As I noted earlier–and as JonNC has noted far better in this thread–virtually every accusation against Luther falls under one of two categories:
- The category of subtle to blatant misrepresentation. For instance, the claim that Luther taught “faith alone” as a license for sin–far from it–Luther’s teachings on the absolute necessity of genuine sanctification, if anything, far outpaced those held by many of his Roman Catholic peers. Luther’s views on the necessity of genuine sanctification versus mere outward acts of penitence/piety were a driving force in countless sermons and works of Luther. And Luther’s frequent statements on sanctification became even more pointed in his later works as he combated the Antinomian heresy. The following passage is representative of what Luther notes throughout his works:
“The apostle refers to this subject in Romans 7: 5, 8, 23, and elsewhere, frequently explaining how, in the saints, there continue to remain various lusts of original sin, which constantly rise in the effort to break out, even gross external vices. These have to be resisted. They are strong enough utterly to enslave a man, to subject him to the deepest guilt, as Paul complains (Rom 7, 23); and they will surely do it unless the individual, by faith and the aid of the Holy Spirit, oppose and conquer them.

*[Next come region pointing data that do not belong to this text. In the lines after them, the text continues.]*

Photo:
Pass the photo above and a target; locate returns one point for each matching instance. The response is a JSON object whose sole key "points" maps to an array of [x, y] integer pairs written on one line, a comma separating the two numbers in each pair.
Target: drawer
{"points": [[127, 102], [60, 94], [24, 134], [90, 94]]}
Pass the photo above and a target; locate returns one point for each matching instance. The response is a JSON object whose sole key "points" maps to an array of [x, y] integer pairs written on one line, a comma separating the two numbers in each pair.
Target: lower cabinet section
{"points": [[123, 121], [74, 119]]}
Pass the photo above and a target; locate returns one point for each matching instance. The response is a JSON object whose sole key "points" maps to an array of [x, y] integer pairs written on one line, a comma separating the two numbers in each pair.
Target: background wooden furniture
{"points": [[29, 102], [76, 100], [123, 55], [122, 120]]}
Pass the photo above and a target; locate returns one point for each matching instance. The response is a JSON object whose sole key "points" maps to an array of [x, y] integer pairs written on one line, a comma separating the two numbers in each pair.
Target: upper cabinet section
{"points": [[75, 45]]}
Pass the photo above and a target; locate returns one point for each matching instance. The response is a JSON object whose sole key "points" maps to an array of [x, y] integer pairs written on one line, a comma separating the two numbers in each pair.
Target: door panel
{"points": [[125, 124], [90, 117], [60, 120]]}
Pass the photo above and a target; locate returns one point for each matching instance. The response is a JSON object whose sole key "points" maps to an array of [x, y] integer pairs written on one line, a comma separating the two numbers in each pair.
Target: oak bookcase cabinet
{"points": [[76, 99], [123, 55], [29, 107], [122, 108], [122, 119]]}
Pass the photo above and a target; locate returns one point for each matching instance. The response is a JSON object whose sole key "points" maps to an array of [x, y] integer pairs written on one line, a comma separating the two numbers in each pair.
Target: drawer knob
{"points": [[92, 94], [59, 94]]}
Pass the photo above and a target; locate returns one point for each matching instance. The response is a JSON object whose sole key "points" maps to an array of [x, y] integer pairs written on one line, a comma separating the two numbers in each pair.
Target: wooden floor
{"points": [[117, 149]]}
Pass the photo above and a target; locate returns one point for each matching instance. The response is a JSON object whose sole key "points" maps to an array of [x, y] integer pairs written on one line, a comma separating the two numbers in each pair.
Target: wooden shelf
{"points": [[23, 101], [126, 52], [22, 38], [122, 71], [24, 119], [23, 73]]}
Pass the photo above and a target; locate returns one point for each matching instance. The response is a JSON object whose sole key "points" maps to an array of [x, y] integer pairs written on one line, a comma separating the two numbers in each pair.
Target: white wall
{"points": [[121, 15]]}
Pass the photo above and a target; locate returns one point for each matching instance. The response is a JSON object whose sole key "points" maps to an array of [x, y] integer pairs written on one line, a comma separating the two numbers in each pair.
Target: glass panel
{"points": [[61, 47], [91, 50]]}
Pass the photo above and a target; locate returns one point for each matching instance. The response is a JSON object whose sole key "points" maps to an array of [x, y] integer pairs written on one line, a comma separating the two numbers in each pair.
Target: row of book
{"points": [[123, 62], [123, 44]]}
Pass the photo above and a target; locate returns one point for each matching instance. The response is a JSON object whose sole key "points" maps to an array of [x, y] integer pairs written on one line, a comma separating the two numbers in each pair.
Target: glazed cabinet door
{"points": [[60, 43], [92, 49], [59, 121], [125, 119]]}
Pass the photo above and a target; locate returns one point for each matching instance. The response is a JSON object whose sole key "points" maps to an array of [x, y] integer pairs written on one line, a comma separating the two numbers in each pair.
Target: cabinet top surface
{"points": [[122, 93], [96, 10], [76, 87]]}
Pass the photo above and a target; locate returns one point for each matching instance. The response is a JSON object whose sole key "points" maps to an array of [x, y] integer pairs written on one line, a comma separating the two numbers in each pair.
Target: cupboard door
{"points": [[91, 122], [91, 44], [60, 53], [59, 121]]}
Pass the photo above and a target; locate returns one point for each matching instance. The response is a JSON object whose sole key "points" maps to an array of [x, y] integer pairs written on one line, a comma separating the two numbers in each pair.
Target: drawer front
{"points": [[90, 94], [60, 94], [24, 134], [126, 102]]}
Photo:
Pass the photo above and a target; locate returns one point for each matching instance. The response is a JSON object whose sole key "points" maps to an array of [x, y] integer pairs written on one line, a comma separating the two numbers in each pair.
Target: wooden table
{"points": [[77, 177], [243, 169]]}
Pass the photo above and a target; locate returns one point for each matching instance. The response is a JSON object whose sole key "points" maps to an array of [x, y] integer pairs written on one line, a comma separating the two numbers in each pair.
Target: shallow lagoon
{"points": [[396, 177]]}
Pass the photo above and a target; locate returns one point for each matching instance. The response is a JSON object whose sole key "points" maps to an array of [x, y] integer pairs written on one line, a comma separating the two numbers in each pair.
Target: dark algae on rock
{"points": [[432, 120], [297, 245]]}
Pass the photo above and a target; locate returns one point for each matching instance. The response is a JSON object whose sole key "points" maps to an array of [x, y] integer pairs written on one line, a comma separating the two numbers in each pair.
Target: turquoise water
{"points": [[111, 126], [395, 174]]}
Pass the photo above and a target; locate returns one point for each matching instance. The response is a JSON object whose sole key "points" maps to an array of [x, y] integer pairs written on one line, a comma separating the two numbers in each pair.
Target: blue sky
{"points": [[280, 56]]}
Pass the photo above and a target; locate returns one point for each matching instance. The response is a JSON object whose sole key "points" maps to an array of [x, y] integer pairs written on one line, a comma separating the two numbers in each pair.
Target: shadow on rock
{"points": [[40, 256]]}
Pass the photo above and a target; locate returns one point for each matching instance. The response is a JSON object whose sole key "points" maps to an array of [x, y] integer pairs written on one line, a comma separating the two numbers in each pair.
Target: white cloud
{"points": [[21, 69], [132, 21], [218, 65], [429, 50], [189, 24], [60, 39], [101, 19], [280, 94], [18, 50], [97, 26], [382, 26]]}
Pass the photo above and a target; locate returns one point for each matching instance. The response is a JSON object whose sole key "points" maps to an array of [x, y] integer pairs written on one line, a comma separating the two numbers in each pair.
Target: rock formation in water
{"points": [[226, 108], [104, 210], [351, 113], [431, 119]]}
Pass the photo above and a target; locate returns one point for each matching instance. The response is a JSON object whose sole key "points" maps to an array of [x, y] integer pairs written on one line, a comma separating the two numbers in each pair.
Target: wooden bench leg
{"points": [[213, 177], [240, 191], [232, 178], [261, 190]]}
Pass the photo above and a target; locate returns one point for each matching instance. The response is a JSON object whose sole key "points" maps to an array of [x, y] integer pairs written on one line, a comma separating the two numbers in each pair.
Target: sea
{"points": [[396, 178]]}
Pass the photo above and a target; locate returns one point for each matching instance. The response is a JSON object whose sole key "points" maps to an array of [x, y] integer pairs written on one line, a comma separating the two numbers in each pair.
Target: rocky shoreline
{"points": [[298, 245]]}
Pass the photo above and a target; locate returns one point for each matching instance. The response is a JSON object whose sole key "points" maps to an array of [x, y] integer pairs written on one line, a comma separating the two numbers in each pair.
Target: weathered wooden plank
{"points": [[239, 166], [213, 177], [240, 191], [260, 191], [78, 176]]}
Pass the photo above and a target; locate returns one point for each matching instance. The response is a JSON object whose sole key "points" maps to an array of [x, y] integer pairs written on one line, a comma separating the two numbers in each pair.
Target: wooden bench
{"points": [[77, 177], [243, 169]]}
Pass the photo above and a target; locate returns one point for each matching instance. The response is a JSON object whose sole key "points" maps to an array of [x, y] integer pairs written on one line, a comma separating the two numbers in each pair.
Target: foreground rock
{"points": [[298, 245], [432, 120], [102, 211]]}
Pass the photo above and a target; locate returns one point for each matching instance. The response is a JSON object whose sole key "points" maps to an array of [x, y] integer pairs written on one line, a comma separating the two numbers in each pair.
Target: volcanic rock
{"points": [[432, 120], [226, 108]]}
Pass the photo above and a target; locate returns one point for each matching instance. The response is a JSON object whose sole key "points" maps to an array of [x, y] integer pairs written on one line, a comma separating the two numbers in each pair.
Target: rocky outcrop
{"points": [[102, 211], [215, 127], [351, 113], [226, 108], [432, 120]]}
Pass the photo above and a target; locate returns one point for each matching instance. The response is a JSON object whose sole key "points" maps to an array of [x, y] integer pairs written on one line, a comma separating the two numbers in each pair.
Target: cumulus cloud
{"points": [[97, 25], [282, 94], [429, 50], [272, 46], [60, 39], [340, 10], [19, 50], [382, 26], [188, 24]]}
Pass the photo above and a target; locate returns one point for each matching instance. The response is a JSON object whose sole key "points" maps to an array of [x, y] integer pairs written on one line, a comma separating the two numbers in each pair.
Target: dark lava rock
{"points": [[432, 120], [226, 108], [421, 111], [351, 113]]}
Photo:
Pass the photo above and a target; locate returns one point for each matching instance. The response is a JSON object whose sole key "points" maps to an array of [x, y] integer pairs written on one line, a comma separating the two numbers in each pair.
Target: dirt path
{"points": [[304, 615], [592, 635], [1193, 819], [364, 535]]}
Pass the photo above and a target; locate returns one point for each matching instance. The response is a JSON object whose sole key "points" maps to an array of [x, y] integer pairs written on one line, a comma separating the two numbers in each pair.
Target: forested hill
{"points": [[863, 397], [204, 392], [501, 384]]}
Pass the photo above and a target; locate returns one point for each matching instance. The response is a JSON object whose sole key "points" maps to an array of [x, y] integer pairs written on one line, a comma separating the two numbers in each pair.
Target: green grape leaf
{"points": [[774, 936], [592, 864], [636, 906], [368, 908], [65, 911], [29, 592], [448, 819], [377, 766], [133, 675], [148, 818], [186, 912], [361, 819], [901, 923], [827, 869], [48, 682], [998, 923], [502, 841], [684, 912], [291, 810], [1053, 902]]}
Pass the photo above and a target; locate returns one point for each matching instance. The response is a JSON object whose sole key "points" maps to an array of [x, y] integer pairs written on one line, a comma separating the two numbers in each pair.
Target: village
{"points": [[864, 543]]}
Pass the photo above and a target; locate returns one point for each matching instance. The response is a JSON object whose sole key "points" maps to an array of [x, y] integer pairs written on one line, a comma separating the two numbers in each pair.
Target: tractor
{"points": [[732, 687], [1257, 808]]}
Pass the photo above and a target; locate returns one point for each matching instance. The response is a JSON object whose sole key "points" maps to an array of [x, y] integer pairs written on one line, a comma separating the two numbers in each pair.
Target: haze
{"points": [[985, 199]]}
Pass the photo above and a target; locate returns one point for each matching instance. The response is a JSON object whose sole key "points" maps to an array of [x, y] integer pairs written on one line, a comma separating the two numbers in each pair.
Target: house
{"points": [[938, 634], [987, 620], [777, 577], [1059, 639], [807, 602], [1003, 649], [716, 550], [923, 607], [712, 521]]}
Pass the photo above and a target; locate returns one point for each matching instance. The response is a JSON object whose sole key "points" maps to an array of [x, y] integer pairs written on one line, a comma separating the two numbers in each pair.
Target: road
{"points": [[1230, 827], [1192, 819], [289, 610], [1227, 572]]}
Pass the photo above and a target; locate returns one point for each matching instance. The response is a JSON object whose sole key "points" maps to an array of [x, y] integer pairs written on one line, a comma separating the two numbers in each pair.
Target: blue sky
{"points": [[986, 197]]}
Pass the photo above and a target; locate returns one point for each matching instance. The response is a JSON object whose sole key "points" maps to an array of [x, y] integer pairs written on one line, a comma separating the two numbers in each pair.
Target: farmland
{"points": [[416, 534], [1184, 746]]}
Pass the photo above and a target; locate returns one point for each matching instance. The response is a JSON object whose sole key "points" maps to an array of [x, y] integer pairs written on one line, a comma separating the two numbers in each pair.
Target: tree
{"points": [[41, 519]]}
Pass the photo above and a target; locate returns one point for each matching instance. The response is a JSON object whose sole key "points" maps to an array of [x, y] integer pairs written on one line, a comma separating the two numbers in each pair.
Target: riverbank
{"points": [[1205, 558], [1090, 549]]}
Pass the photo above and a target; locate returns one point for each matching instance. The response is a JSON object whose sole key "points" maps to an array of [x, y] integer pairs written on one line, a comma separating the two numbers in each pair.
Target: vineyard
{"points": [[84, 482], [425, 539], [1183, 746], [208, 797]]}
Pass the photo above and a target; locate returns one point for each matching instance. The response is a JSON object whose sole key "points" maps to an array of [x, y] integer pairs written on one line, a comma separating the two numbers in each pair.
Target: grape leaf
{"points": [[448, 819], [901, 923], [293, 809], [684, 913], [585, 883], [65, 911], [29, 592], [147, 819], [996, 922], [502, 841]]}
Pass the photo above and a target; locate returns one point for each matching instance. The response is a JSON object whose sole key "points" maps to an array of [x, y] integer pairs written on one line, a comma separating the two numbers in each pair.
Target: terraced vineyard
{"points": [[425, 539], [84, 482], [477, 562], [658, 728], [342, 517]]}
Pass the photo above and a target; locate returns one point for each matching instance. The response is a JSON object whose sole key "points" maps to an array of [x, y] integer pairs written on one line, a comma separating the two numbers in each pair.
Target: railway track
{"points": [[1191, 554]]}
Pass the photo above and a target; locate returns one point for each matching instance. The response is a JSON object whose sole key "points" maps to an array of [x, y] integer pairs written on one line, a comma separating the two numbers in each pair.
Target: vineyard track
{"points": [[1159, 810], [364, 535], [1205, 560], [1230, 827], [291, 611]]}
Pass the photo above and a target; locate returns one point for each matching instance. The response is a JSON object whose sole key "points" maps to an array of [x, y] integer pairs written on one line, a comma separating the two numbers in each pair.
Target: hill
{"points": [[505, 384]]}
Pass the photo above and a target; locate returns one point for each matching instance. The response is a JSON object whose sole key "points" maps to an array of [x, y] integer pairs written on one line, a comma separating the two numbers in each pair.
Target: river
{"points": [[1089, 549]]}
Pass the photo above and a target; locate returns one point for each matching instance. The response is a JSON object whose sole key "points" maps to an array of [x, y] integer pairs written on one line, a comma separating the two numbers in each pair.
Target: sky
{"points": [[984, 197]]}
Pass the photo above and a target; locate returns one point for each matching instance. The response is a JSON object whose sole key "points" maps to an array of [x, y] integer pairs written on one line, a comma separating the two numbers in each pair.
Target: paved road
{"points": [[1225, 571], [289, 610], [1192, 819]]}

Therefore, saints must, by a vigorous and unceasing warfare, subdue their sinful lusts if they would not lose God’s grace and their faith. Paul says in Romans 8, 13: “If ye live after the flesh, ye must die; but if by the Spirit ye put to death the deeds of the body, ye shall live.” In order, then, to retain the Spirit and the incipient divine life, the Christian must contend against himself.” Luther, Sermon on Romans 8
- The category of hypocritical condemnation. For instance, pointing out Luther’s antisemitic statements and works while ignoring the countless antisemitic actions and works of the Roman Catholic Church (e.g. 16th century Papal Bulls calling for vile acts of antisemitism) and those of leading representatives of the Roman Catholic Church in Luther’s day (e.g. Johann Eck’s antisemitic works).
As always, it may be a week or more before I have time to follow up on this thread.